Comonotonic improvement under feasibility constraints
Christopher Blier-Wong, Jean-Gabriel Lauzier
TLDR
This paper identifies 'componentwise convex-order solidity' as a condition for preserving comonotonic improvement in risk-sharing problems with feasibility constraints.
Key contributions
- Shows Value-at-Risk caps can lead to non-comonotonic optimal allocations, breaking classical results.
- Introduces 'componentwise convex-order solidity' as a sufficient condition for constrained comonotonic improvement.
- This condition ensures feasible comonotonic improvement for all convex-order-consistent preferences.

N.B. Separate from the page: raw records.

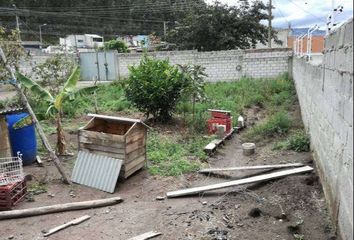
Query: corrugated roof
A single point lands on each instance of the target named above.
(121, 119)
(96, 171)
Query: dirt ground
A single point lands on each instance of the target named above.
(222, 214)
(249, 212)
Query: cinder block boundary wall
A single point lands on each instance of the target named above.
(221, 65)
(326, 98)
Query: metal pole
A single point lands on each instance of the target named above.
(164, 28)
(40, 35)
(333, 15)
(270, 24)
(17, 23)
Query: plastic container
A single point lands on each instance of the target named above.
(23, 138)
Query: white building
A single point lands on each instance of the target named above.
(82, 41)
(282, 35)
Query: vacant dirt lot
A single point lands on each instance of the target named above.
(222, 214)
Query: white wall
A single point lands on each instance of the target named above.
(326, 98)
(221, 65)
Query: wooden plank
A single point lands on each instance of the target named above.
(264, 167)
(59, 208)
(134, 154)
(102, 135)
(135, 145)
(102, 148)
(101, 142)
(130, 129)
(135, 162)
(68, 224)
(255, 179)
(135, 137)
(146, 236)
(122, 119)
(113, 155)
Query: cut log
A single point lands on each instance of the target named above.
(264, 167)
(68, 224)
(59, 208)
(259, 178)
(147, 235)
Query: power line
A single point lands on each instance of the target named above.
(306, 11)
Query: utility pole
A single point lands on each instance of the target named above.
(17, 23)
(270, 24)
(40, 34)
(164, 28)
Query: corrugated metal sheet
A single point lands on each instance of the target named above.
(96, 171)
(11, 110)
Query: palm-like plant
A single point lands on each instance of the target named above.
(55, 104)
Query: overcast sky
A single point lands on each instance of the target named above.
(303, 13)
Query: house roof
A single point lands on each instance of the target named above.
(93, 35)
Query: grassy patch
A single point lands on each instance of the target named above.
(273, 95)
(299, 141)
(172, 156)
(277, 124)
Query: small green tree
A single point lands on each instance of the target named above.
(194, 90)
(13, 50)
(54, 72)
(118, 45)
(55, 104)
(155, 87)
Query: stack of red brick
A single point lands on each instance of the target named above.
(219, 118)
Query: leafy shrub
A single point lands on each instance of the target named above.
(299, 142)
(118, 45)
(276, 125)
(155, 87)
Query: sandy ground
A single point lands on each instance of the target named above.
(222, 214)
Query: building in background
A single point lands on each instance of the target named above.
(317, 40)
(282, 35)
(82, 41)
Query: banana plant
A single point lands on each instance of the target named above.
(55, 103)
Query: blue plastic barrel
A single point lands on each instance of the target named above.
(23, 139)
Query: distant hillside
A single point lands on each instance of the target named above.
(105, 17)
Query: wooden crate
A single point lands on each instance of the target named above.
(116, 137)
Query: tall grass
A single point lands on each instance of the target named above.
(273, 95)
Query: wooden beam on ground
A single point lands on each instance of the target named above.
(255, 179)
(147, 235)
(59, 208)
(68, 224)
(33, 115)
(262, 167)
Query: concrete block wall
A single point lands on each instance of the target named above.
(325, 93)
(221, 65)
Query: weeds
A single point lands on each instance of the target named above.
(171, 157)
(278, 124)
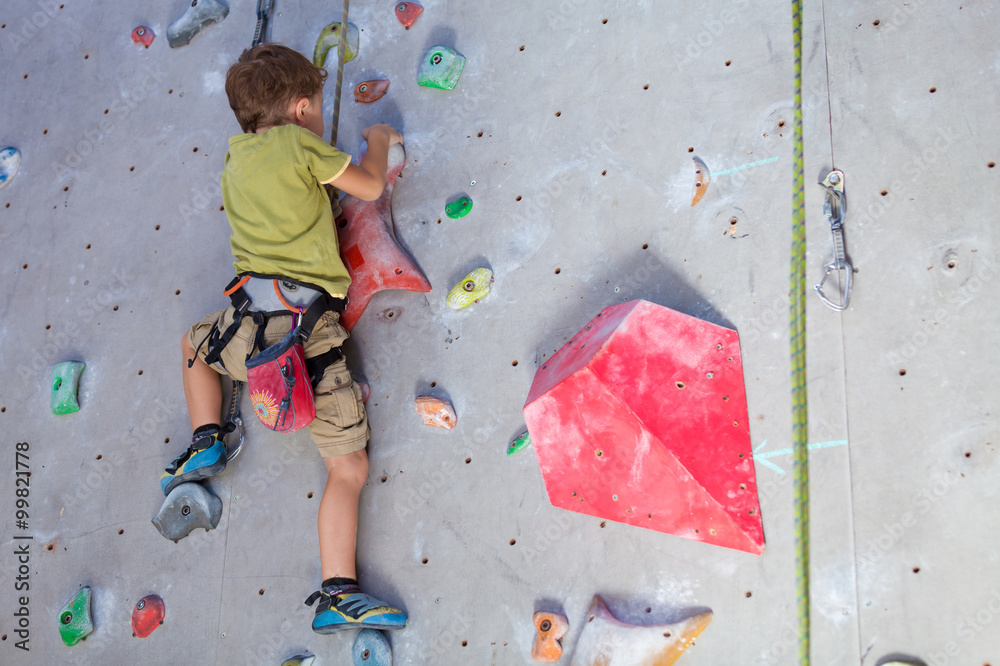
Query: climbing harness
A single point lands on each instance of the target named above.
(262, 297)
(264, 8)
(234, 422)
(278, 381)
(797, 349)
(834, 209)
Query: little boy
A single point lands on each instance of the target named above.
(286, 254)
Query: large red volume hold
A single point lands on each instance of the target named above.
(641, 418)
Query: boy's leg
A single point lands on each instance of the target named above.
(338, 514)
(342, 604)
(207, 454)
(202, 388)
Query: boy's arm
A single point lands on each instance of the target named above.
(367, 181)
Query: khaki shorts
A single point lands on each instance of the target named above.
(341, 424)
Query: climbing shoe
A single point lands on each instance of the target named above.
(347, 607)
(204, 458)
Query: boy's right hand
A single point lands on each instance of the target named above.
(393, 136)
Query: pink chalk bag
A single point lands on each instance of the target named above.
(278, 382)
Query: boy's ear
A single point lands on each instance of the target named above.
(299, 107)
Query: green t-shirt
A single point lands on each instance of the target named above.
(280, 214)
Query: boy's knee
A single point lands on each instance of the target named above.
(350, 469)
(186, 347)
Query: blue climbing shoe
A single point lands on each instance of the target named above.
(344, 608)
(204, 458)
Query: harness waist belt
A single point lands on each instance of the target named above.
(269, 295)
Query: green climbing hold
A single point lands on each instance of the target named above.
(472, 287)
(304, 659)
(329, 38)
(521, 441)
(458, 208)
(441, 68)
(75, 623)
(65, 383)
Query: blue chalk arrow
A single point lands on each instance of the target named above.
(763, 457)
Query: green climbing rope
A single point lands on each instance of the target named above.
(797, 343)
(341, 56)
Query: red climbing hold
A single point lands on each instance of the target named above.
(143, 35)
(370, 250)
(147, 615)
(641, 418)
(407, 12)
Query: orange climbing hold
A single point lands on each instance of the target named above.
(550, 628)
(702, 177)
(367, 92)
(143, 35)
(435, 411)
(606, 641)
(407, 13)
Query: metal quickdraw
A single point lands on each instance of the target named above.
(834, 210)
(264, 8)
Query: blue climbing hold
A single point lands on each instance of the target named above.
(10, 161)
(371, 649)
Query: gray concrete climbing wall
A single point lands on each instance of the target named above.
(572, 129)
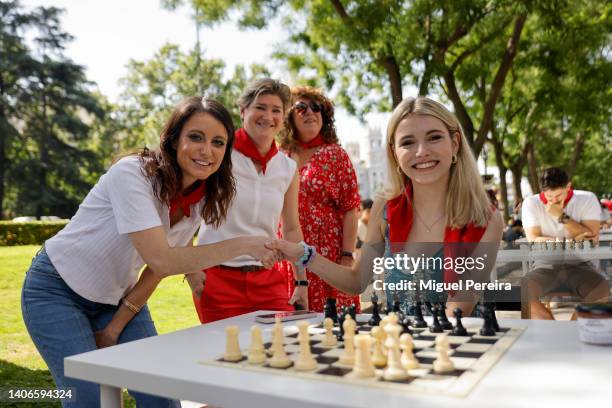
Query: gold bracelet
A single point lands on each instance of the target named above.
(133, 308)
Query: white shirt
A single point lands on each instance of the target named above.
(257, 207)
(583, 206)
(93, 253)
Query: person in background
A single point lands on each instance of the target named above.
(559, 212)
(267, 188)
(329, 193)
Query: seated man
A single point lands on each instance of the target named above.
(556, 213)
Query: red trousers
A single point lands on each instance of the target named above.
(228, 293)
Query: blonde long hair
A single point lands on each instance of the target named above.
(466, 200)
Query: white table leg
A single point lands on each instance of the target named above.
(110, 397)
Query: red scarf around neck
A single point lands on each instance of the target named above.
(185, 201)
(316, 142)
(245, 145)
(569, 197)
(400, 216)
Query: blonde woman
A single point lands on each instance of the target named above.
(436, 196)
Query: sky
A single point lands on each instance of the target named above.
(108, 33)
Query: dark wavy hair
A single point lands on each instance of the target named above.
(288, 138)
(162, 167)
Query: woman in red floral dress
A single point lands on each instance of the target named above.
(329, 194)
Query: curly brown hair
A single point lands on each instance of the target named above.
(288, 137)
(161, 165)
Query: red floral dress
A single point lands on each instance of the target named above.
(328, 189)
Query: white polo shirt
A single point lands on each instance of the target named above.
(583, 206)
(93, 253)
(257, 207)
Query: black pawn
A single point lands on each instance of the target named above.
(459, 330)
(375, 319)
(330, 309)
(495, 324)
(406, 323)
(444, 322)
(487, 327)
(419, 321)
(435, 327)
(340, 335)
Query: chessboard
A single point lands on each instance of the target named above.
(473, 356)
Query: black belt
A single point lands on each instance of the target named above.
(245, 268)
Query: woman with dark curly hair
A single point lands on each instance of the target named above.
(81, 291)
(329, 194)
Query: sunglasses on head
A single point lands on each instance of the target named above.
(302, 107)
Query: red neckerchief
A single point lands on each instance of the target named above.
(316, 142)
(569, 197)
(185, 201)
(400, 219)
(245, 145)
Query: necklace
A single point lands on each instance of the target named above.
(427, 227)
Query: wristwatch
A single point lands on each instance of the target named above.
(563, 218)
(347, 253)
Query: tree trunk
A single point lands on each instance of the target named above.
(578, 148)
(532, 169)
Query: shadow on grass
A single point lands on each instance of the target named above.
(15, 376)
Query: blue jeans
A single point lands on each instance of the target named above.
(61, 324)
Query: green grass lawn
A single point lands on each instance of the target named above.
(20, 363)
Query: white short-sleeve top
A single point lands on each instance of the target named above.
(93, 253)
(257, 207)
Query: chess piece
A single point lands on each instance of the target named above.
(348, 355)
(279, 358)
(459, 330)
(443, 364)
(363, 366)
(419, 321)
(375, 319)
(257, 353)
(394, 370)
(329, 340)
(444, 322)
(330, 309)
(232, 347)
(487, 327)
(435, 327)
(305, 361)
(408, 359)
(352, 310)
(378, 356)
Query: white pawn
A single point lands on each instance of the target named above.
(443, 364)
(394, 370)
(409, 361)
(329, 340)
(232, 347)
(363, 367)
(279, 358)
(257, 353)
(378, 356)
(305, 361)
(349, 326)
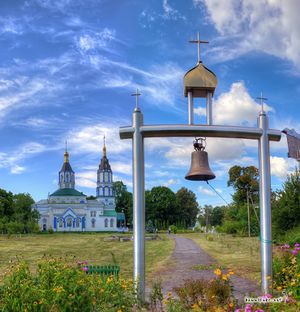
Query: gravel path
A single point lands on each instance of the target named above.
(186, 255)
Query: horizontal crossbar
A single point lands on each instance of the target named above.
(153, 131)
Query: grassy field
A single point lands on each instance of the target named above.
(241, 254)
(89, 246)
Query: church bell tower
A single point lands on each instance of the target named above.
(66, 174)
(104, 188)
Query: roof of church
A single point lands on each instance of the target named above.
(67, 192)
(104, 165)
(66, 167)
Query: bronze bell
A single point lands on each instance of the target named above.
(199, 170)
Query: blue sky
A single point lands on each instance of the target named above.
(68, 68)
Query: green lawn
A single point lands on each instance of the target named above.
(88, 246)
(240, 254)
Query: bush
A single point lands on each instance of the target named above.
(173, 229)
(61, 285)
(286, 270)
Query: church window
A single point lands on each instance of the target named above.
(69, 222)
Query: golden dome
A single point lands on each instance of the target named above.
(200, 80)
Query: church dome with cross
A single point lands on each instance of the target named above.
(199, 80)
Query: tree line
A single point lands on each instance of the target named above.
(163, 206)
(233, 218)
(16, 214)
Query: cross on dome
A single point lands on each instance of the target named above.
(136, 94)
(198, 41)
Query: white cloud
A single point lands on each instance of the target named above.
(16, 169)
(95, 40)
(270, 26)
(281, 167)
(235, 107)
(171, 182)
(170, 12)
(89, 139)
(13, 159)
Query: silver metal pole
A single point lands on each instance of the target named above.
(190, 108)
(209, 108)
(138, 205)
(265, 204)
(248, 208)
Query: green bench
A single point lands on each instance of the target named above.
(103, 269)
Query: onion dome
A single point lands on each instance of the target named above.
(200, 81)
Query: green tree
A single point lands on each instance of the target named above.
(244, 180)
(286, 205)
(124, 200)
(217, 215)
(161, 206)
(16, 213)
(187, 207)
(6, 203)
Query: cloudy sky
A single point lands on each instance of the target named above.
(68, 68)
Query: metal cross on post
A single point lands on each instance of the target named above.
(262, 99)
(136, 94)
(198, 41)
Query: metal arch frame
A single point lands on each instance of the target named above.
(138, 131)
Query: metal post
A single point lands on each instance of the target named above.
(248, 208)
(190, 108)
(209, 108)
(265, 204)
(138, 205)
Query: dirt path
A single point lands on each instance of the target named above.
(186, 255)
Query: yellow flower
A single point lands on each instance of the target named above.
(109, 279)
(58, 289)
(218, 272)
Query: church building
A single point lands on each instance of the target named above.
(68, 209)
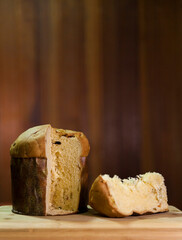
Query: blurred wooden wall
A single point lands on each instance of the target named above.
(112, 69)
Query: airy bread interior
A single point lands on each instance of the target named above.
(146, 193)
(64, 171)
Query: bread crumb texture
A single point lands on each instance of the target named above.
(145, 193)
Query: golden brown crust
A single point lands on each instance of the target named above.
(29, 179)
(81, 137)
(30, 143)
(101, 200)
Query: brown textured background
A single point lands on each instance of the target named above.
(112, 69)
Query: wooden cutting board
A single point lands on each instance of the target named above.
(90, 225)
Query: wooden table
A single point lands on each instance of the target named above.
(90, 225)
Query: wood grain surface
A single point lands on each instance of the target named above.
(111, 69)
(90, 225)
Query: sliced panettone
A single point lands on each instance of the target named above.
(114, 197)
(48, 170)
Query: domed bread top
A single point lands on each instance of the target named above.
(32, 142)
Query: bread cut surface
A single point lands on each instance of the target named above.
(49, 165)
(114, 197)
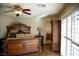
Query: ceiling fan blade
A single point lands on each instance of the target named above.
(8, 11)
(27, 13)
(26, 10)
(9, 7)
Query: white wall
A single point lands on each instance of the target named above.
(4, 21)
(33, 22)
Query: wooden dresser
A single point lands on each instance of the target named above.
(17, 46)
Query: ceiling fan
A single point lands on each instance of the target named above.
(18, 10)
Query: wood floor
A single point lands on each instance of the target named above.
(46, 51)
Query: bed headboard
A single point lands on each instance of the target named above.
(20, 28)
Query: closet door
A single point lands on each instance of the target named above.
(75, 31)
(63, 39)
(56, 35)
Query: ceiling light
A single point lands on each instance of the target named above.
(18, 13)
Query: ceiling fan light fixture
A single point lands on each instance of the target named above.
(18, 13)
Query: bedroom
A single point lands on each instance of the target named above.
(40, 23)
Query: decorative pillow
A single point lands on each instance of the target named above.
(28, 36)
(19, 35)
(13, 31)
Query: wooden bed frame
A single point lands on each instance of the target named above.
(17, 46)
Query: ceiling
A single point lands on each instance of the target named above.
(37, 9)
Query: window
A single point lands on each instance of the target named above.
(70, 34)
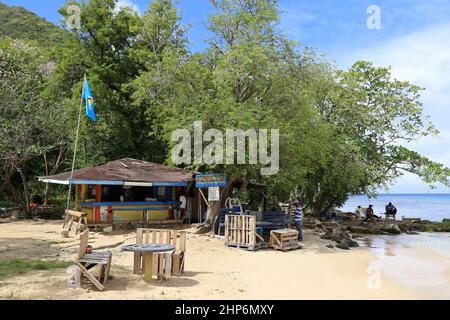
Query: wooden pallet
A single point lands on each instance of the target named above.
(284, 239)
(240, 232)
(165, 264)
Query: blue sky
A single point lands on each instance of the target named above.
(414, 39)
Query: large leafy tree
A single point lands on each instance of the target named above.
(28, 121)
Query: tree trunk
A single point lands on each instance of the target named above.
(26, 194)
(213, 209)
(56, 165)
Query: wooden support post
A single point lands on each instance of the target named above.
(148, 273)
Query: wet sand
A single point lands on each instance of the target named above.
(419, 262)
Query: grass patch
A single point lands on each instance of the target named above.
(10, 268)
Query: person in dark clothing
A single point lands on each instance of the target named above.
(391, 209)
(370, 214)
(298, 218)
(36, 199)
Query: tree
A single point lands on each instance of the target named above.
(27, 121)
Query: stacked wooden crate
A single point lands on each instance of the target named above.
(240, 232)
(165, 264)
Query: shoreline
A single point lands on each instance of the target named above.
(213, 271)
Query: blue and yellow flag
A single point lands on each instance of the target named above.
(87, 96)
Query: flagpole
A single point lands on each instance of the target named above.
(74, 152)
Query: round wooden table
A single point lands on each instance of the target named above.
(147, 250)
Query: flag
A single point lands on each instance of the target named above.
(87, 96)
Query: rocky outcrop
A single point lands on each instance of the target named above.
(392, 228)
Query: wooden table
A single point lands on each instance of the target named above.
(147, 250)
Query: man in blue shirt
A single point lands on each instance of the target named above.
(298, 218)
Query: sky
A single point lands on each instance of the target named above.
(413, 38)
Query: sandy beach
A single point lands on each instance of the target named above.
(213, 271)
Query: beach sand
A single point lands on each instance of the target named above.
(212, 271)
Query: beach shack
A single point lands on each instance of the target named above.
(128, 190)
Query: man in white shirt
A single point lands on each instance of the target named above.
(360, 212)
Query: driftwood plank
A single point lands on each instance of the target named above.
(91, 278)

- Covers many risk management constraints but excludes Value-at-Risk caps and idiosyncratic deductibles.
Why it matters
Regulatory constraints are common in risk management but can distort incentives and break optimal allocation properties. This paper provides a crucial condition, 'componentwise convex-order solidity,' to ensure that constraints preserve desirable comonotonic improvement. It helps practitioners design more effective and stable risk-sharing policies.
Original Abstract
Regulatory and contractual constraints on individual exposures are standard in insurance and reinsurance markets, but a poorly designed constraint can distort the economic incentives of risk-averse agents. In the unconstrained problem, the classical comonotonic improvement theorem guarantees Pareto-optimal allocations that are nondecreasing in the aggregate loss. A constraint that is not stable under risk reduction can destroy this property. We show by example that Value-at-Risk caps lead to optimal allocations that are non-comonotonic in the aggregate loss. We identify componentwise convex-order solidity as a sufficient condition on the feasible set that restores the comonotonic improvement under constraints. If replacing any agent's allocation by a less risky one preserves feasibility, then every feasible allocation admits a feasible comonotonic improvement for all convex-order-consistent preferences. This criterion covers many constraints typical in risk management, but excludes Value-at-Risk caps and idiosyncratic deductibles. We illustrate the implications of our main result in a mean-variance risk-sharing application.